A few minutes ago I received a call from Colonel Danny Bubp, Ohio Representative from the 88th district in the House of Representatives. He asked me to send Congress a message: stay the course. He also asked me to send Congressman Murtha a message, that cowards cut and run, Marines never do. Danny and the rest of America and the world want the assurance from this body—that we will see this through.

Schmidt's remarks were immediately criticized and within ten minutes, she withdrew them and apologized. Karen Tabor, Bubp's spokeswoman, said Bubp "did not mention Congressman Murtha by name nor did he mean to disparage Congressman Murtha ... He feels as though the words that Congresswoman Schmidt chose did not represent their conversation." Bubp told The Cincinnati Enquirer that he never mentioned Murtha by name when talking to Schmidt and would never call another U.S. Marine a coward. Bubp later said, "I don't want to be interjected into this. I wish she never used my name."

In discussing the incident, Rush Limbaugh and Tucker Carlson both claimed that Bubp was in Iraq when he spoke to Schmidt in 2005. Bubp was not in Iraq when he spoke to Schmidt in 2005, nor had he served in the Iraq War at the time of the controversy. Bubp would later serve in Iraq from November 2007 to November 2008.

===Allegations of illegal service in two public offices===
On October 22, 2009, the chairman of the local Democratic Party in the three counties comprising District 88 in the Ohio House of Representatives (Clermont, Brown and Adams Counties) filed complaints with their local prosecuting attorneys and the Ohio Attorney General claiming that Bubp was in violation of the Ohio Constitution and Ohio law by serving as both a member of the Ohio General Assembly and as a magistrate judge for the village of Ripley. According to the complaint, the Ohio Constitution and the Ohio Revised Code make it illegal to hold these two public offices at the same time. If the allegations of the complaint were confirmed, the matter could be submitted to the Ohio Supreme Court which would be called upon to rule whether Bubp, by accepting a second public office, forfeited his seat in the Ohio House of Representatives.

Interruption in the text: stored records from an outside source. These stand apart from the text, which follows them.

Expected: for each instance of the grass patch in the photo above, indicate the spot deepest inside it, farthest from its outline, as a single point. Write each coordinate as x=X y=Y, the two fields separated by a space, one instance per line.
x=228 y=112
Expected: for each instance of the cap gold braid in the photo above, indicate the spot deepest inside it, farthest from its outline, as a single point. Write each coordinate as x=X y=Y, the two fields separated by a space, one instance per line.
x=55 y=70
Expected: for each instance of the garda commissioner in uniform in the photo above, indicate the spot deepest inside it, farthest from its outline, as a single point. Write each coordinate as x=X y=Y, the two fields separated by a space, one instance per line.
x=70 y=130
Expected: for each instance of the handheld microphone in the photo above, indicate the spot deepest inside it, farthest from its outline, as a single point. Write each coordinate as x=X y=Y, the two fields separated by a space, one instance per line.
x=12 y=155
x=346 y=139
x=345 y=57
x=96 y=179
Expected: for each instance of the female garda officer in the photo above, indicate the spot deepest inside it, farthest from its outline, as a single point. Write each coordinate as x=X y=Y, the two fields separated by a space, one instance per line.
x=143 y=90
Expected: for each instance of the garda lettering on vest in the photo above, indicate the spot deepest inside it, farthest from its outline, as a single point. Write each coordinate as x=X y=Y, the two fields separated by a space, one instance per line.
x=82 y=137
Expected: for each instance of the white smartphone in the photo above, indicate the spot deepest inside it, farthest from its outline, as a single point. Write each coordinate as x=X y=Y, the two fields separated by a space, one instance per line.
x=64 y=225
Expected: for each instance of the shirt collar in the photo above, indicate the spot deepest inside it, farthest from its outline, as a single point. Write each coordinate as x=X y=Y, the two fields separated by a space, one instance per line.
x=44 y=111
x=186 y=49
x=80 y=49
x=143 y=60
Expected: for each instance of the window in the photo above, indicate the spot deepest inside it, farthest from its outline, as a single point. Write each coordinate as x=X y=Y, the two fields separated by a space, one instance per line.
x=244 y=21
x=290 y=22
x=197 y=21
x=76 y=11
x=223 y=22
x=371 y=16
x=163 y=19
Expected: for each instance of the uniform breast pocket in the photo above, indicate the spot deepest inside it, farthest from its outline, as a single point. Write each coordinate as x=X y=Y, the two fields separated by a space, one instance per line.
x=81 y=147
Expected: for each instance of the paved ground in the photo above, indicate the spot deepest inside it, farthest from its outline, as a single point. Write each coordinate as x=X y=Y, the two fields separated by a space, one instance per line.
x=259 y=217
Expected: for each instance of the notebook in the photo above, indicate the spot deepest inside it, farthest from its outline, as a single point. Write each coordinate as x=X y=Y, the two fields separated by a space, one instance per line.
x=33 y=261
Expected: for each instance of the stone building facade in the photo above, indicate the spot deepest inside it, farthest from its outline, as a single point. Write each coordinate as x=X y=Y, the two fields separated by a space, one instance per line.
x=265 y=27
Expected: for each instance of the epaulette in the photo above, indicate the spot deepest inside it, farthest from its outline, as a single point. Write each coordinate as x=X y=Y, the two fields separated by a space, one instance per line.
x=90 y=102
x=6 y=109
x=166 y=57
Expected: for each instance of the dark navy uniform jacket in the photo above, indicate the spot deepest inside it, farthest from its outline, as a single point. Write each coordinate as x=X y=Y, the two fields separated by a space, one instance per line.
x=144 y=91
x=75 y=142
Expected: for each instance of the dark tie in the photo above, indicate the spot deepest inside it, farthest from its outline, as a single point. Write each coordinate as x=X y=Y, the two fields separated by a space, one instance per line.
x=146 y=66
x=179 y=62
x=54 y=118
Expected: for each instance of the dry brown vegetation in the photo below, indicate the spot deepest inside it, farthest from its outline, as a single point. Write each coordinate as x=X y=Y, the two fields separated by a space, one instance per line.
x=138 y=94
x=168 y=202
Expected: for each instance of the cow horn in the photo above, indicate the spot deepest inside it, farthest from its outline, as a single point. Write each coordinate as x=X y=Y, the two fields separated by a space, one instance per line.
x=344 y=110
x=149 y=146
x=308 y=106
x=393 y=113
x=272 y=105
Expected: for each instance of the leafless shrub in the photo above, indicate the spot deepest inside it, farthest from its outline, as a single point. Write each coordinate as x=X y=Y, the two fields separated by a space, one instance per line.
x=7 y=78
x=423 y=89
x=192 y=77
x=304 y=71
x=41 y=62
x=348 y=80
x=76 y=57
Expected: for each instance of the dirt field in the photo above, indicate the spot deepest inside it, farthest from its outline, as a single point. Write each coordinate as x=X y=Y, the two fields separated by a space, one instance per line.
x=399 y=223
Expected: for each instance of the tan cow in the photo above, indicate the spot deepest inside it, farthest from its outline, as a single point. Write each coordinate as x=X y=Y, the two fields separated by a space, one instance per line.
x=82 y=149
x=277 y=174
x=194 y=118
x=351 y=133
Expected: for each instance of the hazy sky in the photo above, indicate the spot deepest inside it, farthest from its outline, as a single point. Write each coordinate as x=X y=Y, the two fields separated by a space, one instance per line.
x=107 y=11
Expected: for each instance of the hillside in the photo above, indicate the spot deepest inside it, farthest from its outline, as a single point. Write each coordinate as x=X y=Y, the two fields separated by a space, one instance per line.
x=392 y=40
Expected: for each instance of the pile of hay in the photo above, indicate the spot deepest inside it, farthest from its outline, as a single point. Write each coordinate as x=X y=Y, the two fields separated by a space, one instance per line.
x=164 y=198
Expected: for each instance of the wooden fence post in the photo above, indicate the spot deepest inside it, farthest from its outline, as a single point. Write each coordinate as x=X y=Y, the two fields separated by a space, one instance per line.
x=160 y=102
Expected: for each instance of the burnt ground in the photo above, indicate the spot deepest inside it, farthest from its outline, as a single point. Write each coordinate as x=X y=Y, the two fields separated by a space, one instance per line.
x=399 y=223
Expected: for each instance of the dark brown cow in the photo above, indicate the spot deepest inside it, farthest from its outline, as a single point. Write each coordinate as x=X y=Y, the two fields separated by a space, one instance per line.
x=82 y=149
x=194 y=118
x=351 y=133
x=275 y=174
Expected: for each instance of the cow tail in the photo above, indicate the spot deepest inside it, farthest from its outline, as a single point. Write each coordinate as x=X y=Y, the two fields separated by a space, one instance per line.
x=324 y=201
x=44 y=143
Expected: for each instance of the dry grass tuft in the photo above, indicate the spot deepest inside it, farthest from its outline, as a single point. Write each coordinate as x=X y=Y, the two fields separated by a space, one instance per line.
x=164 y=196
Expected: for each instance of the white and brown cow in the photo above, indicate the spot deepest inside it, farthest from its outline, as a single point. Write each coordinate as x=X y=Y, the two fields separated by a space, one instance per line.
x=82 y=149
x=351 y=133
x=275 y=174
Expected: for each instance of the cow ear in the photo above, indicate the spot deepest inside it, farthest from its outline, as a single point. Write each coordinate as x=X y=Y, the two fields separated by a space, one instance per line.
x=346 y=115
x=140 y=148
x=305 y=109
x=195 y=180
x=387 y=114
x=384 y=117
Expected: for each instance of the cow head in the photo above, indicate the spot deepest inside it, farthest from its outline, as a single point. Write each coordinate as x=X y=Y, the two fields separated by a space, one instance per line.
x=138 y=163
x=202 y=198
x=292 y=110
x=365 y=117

===Allegations concerning mishandling of probate estate===
On July 29, 2014, a letter was received by the Adams County Common Pleas Court raising issues relating to Bubp's handling of the probate estate of Hubert C. Wescott in 2009 to 2010. According to the letter, a parcel of real estate in the probate estate was appraised for $100,000. Through Bubp's handling of the estate, the property was sold to Michael L. Morgan an alleged "close associate" of Mr. Bubp's for $72,000. On the same day that the probate estate transferred the property to him, Mr. Morgan turned around and transferred the property to Bubp. The deed to Bubp was not recorded until Nov. 29, 2011. As Bubp was a licensed attorney, the issue was referred to the Ohio Supreme Court's Disciplinary Council on May 28, 2014. Disciplinary Council later dismissed the grievance against Bubp noting, however, that the grievance could be filed again, if appropriate, when the Adams County case is closed.